What is Staging area why we need it in DWH?
If target and source databases are different and target table volume is high it contains some millions of records in this scenario without staging table we need to design your informatica using look up to find out whether the record exists or not in the target table since target has huge volumes so its costly to create cache it will hit the performance.
If we create staging tables in the target database we can simply do outer join in the source qualifier to determine insert/update this approach will give you good performance.
It will avoid full table scan to determine insert/updates on target.And also we can create index on staging tables since these tables were designed for specific application it will not impact to any other schemas/users.
While processing flat files to data warehousing we can perform cleansing.
Data cleansing, also known as data scrubbing, is the process of ensuring that a set of data is correct and accurate. During data cleansing, records are checked for accuracy and consistency.
- Since it is one-to-one mapping from ODS to staging we do truncate and reload.
- We can create indexes in the staging state, to perform our source qualifier best.
- If we have the staging area no need to relay on the informatics transformation to known whether the record exists or not.
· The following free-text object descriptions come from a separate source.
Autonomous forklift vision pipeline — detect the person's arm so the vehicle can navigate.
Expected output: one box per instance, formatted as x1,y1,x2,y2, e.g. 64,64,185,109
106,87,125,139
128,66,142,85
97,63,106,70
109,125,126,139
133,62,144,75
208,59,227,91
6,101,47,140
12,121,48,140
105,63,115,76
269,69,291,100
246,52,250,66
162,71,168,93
Weeding out unnecessary or unwanted things (characters and spaces etc) from incoming data to make it more meaningful and informative
Data can be gathered from heterogeneous systems and put together
Data scrubbing is the process of fixing or eliminating individual pieces of data that are incorrect, incomplete or duplicated before the data is passed to end user.
Data scrubbing is aimed at more than eliminating errors and redundancy. The goal is also to bring consistency to various data sets that may have been created with different, incompatible business rules.